I’m still learning this topic, and I may refine my understanding more as I go, but this post will be helpful at least to me as a reminder of something I understood better today.
The hardest thing for me to get my head around so far on the subject of RxJS is how exactly we create and use an Observable that is not a Subject. Subjects make sense to me. Basically it just follows the pub-sub pattern. You can pass something a Subject, and then it can subscribe and respond in some way to messages posted from the Subject. And you can actually control what messages get posted using a subject#next method. Using a generic Observable, I could not figure out how you create on that could be useful at all. Making an Observable from a static array of numbers is something you see in the examples, and that is not at all useful.
I’m not going to go into a long, textbooky discussion. Here’s just a quick example of something I did. It probably isn’t even the best way to accomplish my goal, but it does illustrate some things I didn’t understand before.
I wrote a little wrapper around the $http service’s get method in AngularJS.
this._get = function(url) {
let iteration = 0;
let observable = new Observable((observer)=> {
let attempt = function() {
if (iteration >= numTries) {
observer.next({
status: "FAIL"
});
} else {
observer.next({
status: "ATTEMPTING",
data : {
attemptNum : iteration
}
});
iteration++;
$http.get(url)
.then((response)=>{
if (response.status == 200) {
observer.next({
status: "SUCCESS",
data : response.data
})
} else {
attempt();
}
})
.catch((e) =>{
attempt();
})
}
}
attempt();
})
return observable;
}
To create the observable function here, I defined the function that gets executed when someone subscribes to it. In short, what this does is attempt the $http.get several times, and it pushes updates on progress to the subscriber. As it turns out, inside this function, which gets passed into the constructor, you can use a next method to post messages to the subscriber—which is something you can’t do outside the constructor. I understand why now.
At first I did try to do this with a Subject because that was the only kind of Observable I knew how to work with. I first created the Subject at the top, and then I wrote some code very similar to what you see here, except that I had calls to subject.next, and this was not passed into the constructor of the Subject. That didn’t work, and finally I realized why.

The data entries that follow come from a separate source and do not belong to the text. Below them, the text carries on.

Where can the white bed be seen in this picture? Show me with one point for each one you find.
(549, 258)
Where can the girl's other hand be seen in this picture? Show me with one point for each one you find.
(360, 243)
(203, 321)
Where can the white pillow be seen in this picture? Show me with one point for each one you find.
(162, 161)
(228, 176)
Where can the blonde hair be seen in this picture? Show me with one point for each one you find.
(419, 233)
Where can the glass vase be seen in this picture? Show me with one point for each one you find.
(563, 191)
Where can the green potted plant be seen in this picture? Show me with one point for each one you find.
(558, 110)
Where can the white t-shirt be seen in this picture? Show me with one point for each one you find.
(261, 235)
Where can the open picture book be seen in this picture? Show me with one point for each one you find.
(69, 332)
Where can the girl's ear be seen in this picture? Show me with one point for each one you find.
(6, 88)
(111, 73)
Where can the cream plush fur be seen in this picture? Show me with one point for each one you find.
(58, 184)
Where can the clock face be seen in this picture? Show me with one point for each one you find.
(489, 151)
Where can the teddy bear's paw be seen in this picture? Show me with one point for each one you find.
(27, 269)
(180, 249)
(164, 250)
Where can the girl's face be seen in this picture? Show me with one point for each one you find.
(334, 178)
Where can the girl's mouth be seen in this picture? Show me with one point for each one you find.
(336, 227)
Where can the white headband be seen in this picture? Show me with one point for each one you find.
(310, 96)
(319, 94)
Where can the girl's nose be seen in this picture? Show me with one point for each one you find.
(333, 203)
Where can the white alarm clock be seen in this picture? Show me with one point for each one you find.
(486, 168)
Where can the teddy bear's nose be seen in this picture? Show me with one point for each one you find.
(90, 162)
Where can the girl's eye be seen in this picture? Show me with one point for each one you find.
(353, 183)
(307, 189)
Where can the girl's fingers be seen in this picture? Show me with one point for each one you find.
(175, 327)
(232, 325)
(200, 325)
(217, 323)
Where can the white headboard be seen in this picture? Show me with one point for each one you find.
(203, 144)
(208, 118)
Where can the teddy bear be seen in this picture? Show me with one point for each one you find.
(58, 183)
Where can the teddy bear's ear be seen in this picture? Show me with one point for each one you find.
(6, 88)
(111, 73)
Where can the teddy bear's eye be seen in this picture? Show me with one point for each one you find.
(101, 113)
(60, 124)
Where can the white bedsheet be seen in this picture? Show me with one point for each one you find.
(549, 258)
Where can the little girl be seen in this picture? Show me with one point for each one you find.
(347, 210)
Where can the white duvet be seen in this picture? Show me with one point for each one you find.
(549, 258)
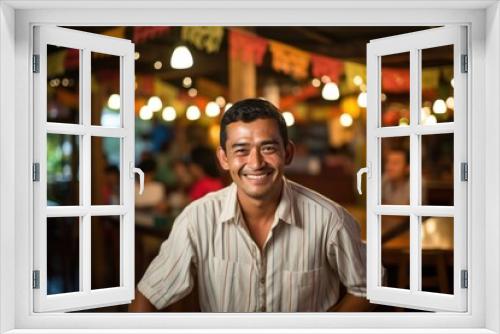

Basically, by the time I had subscribed to the subject, I had already missed the first “ATTEMPT” message. With a subject, the execution does not wait until there is a subscriber. It broadcasts its messages to whomever has subscribed, and the subscriber only gets messages that are pushed from the Subject after it subscribes. But what I wanted was for this function to be executed only when I had actually subscribed to it. There was the important distinction I had been missing earlier, the reason why I didn’t understand to value of Observables and how to make one and how it posts values.
This also clarifies why you can’t execute something like a next method on an Observable outside its subscribe function. Basically, each subscriber gets its own copy of the Observable object and the stream of data it produces, in order, from the beginning. It doesn’t make any sense to execute next on an Observable that isn’t a Subject because that would mean sending all subscribers some message out of order whereas each subscriber to the Observable has its own stream, in order, instantiated as soon as he subscribes and not before.
Now, I am aware at least vaguely that there are built-in methods for bridging between promises and Observables, so there was probably a better way to accomplish what I did here. The point though is that you can do this and it works, and here we have a very basic example of constructing an Observable, and I could use this pattern in many situations where I want to do some kind of asynchronous thing and post updates about progress to the subscriber.